Lost in the flurry of Kriegman’s many innuendos is a real explosive accusation. Kriegman alleges that former Wagner business partner Micah Anderson was a partner of Knopf in his Santa Barbara dispensary project. If true, it would mean that Wagner helped assess the project of a former business partner. This, in any book, is a major conflict of interest. Wagner’s failure to disclose such a fox-coop relationship would be grounds for immediate termination and possibly legal action.

Acting Police Chief Barney Melekian placed Wagner on paid administrative leave on Monday so that an outside entity hired by City Hall can investigate Anderson’s role in the deal and determine whether Wagner failed to disclose. any conflict to his superiors.

I covered the dispensary screening process and I have no recollection of Micah Anderson. His name does not appear on any of the documents. If Kriegman had spoken to Wagner, Wagner would have told him – as he told me – that Anderson had absolutely nothing to do with the case.

If he had called Anderson, Anderson would have told him the same thing. I know because I called Anderson on Tuesday night. Anderson said he had nothing to do with the Santa Barbara deal and had no business relationship with Adam Knopf or Golden State Greens elsewhere. Anderson said he and Knopf tried to get a dispensary approved in Pasadena a year after Knopf won the Santa Barbara dispensary, but Pasadena’s proposal did not survive the vetting stage.

Anderson also said he had never been contacted by anyone in connection with the Los Angeles magazine article either by phone, email or text message. “It’s a bit unusual,” he said. ” You do not think ?

Kriegman wrote that he tried to contact Wagner by email, but Wagner never responded.
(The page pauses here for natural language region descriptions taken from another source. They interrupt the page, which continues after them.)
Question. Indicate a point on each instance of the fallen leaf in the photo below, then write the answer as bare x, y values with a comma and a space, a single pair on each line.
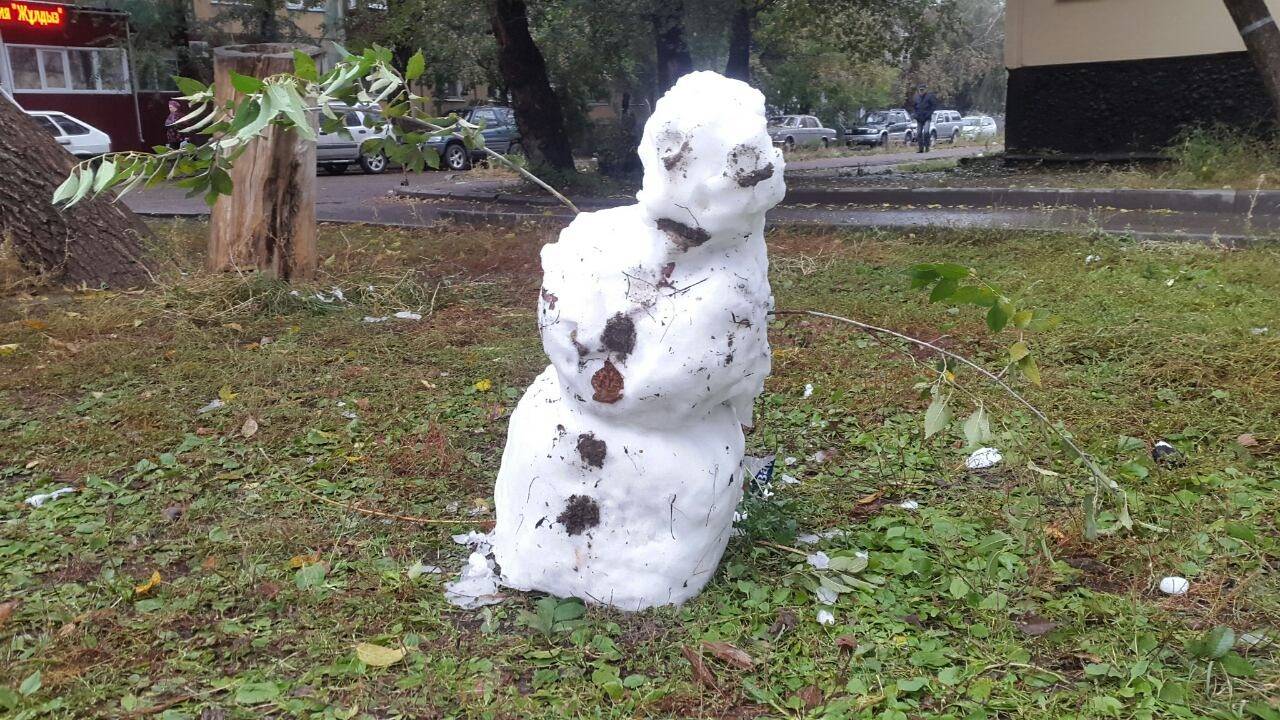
379, 656
304, 560
700, 673
7, 610
786, 620
1034, 625
868, 499
728, 654
150, 584
810, 697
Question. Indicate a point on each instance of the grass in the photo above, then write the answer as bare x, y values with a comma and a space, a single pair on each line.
987, 602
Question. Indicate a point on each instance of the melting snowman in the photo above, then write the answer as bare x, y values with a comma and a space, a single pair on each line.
621, 472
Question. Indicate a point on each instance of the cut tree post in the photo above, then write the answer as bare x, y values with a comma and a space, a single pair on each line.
1262, 39
97, 242
269, 220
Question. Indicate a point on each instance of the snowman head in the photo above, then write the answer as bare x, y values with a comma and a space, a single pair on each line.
709, 165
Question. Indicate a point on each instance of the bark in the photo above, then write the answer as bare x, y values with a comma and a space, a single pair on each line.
269, 220
1262, 39
95, 242
739, 65
524, 72
668, 35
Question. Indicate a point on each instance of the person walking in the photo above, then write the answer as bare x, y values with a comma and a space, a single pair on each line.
923, 105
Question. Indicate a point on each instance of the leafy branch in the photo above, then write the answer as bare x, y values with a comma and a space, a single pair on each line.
287, 101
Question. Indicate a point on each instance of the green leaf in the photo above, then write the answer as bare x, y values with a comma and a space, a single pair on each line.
944, 290
937, 417
105, 173
415, 68
245, 83
188, 86
379, 656
999, 315
977, 428
31, 684
256, 693
1237, 665
1217, 642
305, 67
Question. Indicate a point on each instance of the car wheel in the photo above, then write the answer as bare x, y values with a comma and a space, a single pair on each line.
456, 156
373, 164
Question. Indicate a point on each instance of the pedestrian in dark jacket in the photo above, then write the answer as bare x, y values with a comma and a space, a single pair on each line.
923, 105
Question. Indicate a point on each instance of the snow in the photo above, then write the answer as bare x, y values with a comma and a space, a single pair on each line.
622, 466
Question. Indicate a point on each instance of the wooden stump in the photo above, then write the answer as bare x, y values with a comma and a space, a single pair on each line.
269, 220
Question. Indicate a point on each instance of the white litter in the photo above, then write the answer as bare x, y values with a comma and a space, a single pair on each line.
622, 466
37, 500
819, 560
476, 586
983, 458
216, 402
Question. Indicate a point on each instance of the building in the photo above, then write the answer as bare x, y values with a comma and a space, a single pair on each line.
1123, 77
55, 57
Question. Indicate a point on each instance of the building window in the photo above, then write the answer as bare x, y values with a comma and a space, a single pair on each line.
68, 69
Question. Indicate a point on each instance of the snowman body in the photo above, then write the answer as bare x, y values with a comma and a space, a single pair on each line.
621, 472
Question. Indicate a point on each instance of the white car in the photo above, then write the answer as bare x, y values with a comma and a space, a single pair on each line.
78, 137
336, 151
978, 128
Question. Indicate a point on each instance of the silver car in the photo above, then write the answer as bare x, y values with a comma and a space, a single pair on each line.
798, 131
336, 151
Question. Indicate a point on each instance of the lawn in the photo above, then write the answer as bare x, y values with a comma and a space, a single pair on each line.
225, 559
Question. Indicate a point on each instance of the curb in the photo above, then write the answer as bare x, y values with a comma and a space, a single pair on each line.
1217, 201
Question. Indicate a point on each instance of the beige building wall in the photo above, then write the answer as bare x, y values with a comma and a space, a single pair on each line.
1056, 32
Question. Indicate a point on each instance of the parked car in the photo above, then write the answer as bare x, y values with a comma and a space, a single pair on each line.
796, 131
946, 124
978, 128
881, 128
336, 151
78, 137
499, 131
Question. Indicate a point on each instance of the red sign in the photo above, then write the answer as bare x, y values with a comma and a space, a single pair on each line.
27, 14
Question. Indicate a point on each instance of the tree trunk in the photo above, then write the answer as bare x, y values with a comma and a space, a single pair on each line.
1262, 39
269, 220
739, 65
96, 242
524, 72
668, 35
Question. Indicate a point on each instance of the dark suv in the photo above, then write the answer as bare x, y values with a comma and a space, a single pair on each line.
881, 127
501, 135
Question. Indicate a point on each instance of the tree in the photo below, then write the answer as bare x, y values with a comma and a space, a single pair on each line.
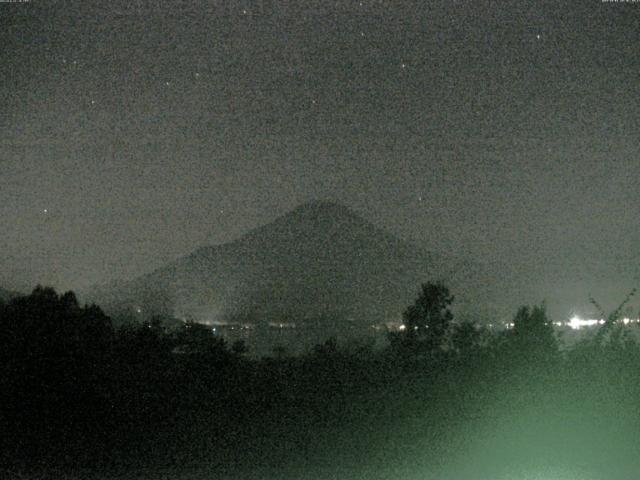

Wagner flatly denied this, insisting that Kriegman never tried to contact him even though Wagner gave him his cell phone number and email address.

The reason I believe Wagner is because Wagner is one of the most accessible people in city government. Kriegman also wrote that he had sought comments from the Calonne city prosecutor, but was unsuccessful. Calonne said Kriegman sent him an email asking for comments for an article Kriegman said he had already written. Calonne said he saw no point in responding. Calonne showed me the email.

Kriegman now lives in Portugal. He’s a gifted screenwriter. The moral of the story? Don’t send a screenwriter to do a journalist’s job.